J’ai voté contre le projet de loi relatif aux conditions de mise sur le marché de certains produits phytopharmaceutiques à titre exceptionnel pour la filière des betteraves sucrières.

Ce texte, qui revient sur la loi de 2016 sur la biodiversité pour y insérer une dérogation pour la filière betteravière est à rebours de l’Histoire et constitue une grave régression environnementale

Les études scientifiques ont montré la très forte toxicité de ces insecticides pour la biodiversité et leur persistance dans l’environnement sur le long terme, ainsi que les risques associés à ces substances pour la santé humaine. Ces éléments justifient donc le maintien strict de leur interdiction. Aussi, j’ai préféré me ranger du côté du principe de précaution et ne pas risquer d’altérer notre biodiversité de manière irréversible.

En 2016, l’interdiction des néonicotinoïdes était votée dans le cadre de la loi Biodiversité. Pour répondre, déjà à l’époque, aux arguments que certains avancent aujourd’hui sur la nécessité d’accompagner les filières, une période transitoire de quatre ans était prévue au 1er septembre 2018 pour le principe général d’interdiction et au 1er juillet 2020 pour la fin des éventuelles dérogations. Personne ne peut donc dire que cette interdiction était précipitée et a pris de court certaines filières. Dès lors, y aurait fort à parier que cette réautorisation, conditionnée dans le temps pour trois ans, soit à nouveau prolongé une fois arrivée à échéance

Par ailleurs, et contrairement aux arguments avancés par la filière sucrière, l’effondrement du secteur n’est pas dû à l’interdiction des néonicotinoïdes, mais est bien antérieur. Il est le résultat de sècheresses, pluies diluviennes – liées notamment au dérèglement climatique-, ainsi qu’à une forte baisse des cours de la betterave due à l’absence de régulation au niveau européen.

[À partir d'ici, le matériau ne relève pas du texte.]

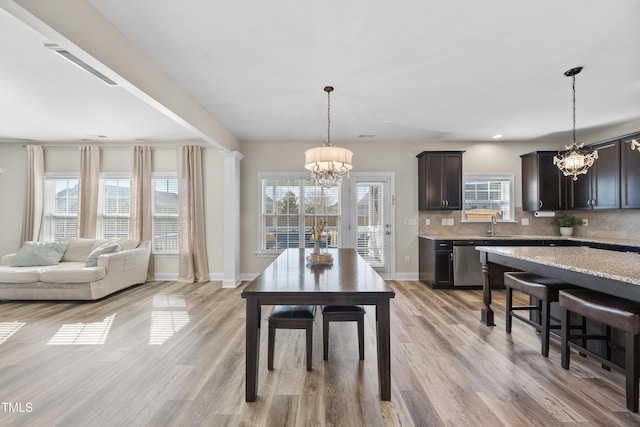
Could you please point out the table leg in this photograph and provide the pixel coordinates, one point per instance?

Il est bien sûr important de considérer les enjeux en matière d’emplois pour la filière de la betterave sucrière, suite à cette année marquée par une forte baisse des rendements. La solution doit passer par des mécanismes écoconditionnés d’indemnisation, de compensation, de fonds de mutualisation ou encore des aides à l’investissement pour la filière. Et non pas la réintroduction de substances nocives avérées.